European nations going their own way in online gambling?

News on 1 Jul 2009

Possibly encouraged by the impact of the Unlawful Internet Gambling Enforcement Act in the United States, at least seven European Union nations are planning on travelling their own route on Internet gambling regulation, a new survey by Gambling Compliance shows.
Titled ‘Market Barriers: A European Online Gambling Study 2009’ the study took several months of research by a seven-strong legal research team, the portal revealed this week, claiming the work is the first major survey of Europe’s cross-border gambling market since a European Commission-backed study produced by the Swiss Institute of Comparative Law in 2006.
The team found that with no formal EU-level rules on cross-border internet gambling in prospect, a majority of European Union member states are now actively considering reforms to bring about their own national-level controls on the activity.
“While definitive legal clarity from either European officials in Brussels or from the European Court of Justice has been lacking, the new report nevertheless finds that 19 European governments are currently engaging in discussions regarding internet gambling in their jurisdictions,” and announcement from Gambling Compliance informs.
“Even as other EU member states follow the leads of Italy and the UK in expressly regulating internet gambling, the vast majority of European jurisdictions will continue to restrict access to their gambling markets to those operators they license and their government-sanctioned monopolies,” the research team predicts.

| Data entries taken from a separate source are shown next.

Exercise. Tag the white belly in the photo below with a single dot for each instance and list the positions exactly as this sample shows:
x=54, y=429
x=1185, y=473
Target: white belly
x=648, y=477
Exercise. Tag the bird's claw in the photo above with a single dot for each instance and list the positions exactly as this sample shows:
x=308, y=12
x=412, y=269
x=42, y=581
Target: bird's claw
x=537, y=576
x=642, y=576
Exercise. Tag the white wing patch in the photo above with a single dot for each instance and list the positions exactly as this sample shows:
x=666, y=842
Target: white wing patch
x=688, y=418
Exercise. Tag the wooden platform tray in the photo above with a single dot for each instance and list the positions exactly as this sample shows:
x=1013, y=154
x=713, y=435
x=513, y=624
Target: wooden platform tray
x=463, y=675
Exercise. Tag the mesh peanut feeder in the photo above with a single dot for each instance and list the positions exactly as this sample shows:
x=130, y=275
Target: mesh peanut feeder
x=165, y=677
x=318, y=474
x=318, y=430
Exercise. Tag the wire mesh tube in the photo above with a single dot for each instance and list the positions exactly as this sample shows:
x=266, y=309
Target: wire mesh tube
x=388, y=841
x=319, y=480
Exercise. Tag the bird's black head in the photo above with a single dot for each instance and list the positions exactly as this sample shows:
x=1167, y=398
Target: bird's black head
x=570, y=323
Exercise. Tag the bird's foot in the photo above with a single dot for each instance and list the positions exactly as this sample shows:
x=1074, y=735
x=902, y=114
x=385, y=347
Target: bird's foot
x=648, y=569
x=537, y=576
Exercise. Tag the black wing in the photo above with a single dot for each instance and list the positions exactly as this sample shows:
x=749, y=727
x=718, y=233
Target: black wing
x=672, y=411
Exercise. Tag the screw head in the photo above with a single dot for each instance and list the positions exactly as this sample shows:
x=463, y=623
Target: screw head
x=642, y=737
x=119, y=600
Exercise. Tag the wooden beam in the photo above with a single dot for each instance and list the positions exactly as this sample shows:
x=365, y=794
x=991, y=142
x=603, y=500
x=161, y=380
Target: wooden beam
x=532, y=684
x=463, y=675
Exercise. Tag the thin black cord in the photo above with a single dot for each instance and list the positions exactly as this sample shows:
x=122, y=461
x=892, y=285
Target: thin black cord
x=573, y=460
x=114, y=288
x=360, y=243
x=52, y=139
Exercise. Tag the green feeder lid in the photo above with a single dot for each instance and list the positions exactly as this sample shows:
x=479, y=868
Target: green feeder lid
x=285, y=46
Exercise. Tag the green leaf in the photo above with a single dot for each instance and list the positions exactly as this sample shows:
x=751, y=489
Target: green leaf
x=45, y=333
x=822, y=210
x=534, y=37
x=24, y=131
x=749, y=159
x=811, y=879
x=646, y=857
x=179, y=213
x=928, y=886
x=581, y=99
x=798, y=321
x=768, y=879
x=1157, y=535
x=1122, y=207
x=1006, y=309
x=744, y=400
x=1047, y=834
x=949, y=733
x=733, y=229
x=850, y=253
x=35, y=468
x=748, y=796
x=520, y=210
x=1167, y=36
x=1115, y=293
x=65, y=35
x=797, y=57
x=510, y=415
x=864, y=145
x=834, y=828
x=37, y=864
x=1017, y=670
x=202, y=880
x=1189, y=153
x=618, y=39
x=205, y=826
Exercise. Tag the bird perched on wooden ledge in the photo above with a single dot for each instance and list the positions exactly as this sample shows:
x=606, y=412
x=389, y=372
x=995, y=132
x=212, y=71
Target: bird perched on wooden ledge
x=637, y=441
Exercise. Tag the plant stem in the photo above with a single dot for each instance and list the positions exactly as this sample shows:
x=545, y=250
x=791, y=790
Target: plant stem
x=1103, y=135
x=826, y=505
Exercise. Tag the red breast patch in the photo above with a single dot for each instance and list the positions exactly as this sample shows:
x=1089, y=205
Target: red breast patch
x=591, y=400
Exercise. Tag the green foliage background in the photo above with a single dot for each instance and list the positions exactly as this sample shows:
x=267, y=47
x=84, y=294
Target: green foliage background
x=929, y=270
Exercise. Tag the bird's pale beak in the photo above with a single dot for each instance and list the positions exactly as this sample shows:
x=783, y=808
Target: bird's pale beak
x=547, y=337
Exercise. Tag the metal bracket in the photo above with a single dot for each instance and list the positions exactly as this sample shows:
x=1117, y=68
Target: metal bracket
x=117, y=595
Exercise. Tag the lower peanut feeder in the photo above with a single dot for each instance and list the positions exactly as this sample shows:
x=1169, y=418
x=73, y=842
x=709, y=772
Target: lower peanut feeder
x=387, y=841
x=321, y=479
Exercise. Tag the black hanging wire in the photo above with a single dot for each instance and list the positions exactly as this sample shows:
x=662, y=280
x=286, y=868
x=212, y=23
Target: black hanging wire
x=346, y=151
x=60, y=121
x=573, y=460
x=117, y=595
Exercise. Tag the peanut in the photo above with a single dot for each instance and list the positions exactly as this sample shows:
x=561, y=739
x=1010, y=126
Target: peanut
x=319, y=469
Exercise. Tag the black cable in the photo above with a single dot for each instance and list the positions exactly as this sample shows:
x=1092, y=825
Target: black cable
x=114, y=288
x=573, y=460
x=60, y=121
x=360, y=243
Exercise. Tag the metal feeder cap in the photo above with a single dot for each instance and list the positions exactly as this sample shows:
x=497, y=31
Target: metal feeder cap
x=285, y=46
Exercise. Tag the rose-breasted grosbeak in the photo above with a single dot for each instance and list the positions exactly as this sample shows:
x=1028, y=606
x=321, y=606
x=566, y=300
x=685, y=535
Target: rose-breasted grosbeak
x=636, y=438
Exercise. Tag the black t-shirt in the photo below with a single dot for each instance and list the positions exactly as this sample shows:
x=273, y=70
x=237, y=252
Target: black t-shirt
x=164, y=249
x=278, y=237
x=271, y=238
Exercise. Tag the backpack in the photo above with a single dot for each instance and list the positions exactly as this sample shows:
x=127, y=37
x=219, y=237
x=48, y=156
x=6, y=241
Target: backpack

“Seven European states have already made concrete plans to introduce a national licensing system for remote gambling – plans which, in most cases, are to be underpinned by blocking mechanisms to halt financial transactions and deny internet access to unlicensed gambling websites.”
“There is no question that ISP and payments blocking policies have gathered momentum in Europe since the introduction of the Unlawful Internet Gambling Enforcement Act in the United States in October 2006,” notes Harry Ashton, GamblingCompliance’s head of legal and regulatory research.
“But, as experiences in US have shown, there are significant doubts as to how effective these blocking mechanisms will actually prove to be. In addition, the policies raise new legal questions for payments and internet service providers – including several related to European law,” Ashton added.
New business opportunities are emerging as the European scenario evolves, with an increasing desire among media groups, terrestrial gaming operators and state-sanctioned lotteries to embrace online gambling, Ashton added.  “On the one hand, this represents new competition for internet gaming operators. However, it also provides an opportunity for them to offer their expertise to new market entrants either through partnerships and white label deals, or as software or payments solutions providers.”
The GamblingCompliance report provides a detailed analysis of relevant rules and restrictions applied to internet gambling for each of the 27 EU member states and Norway. It also provides a breakdown of applicable ECJ case law and recent infringement actions taken by the European Commission and other European bodies.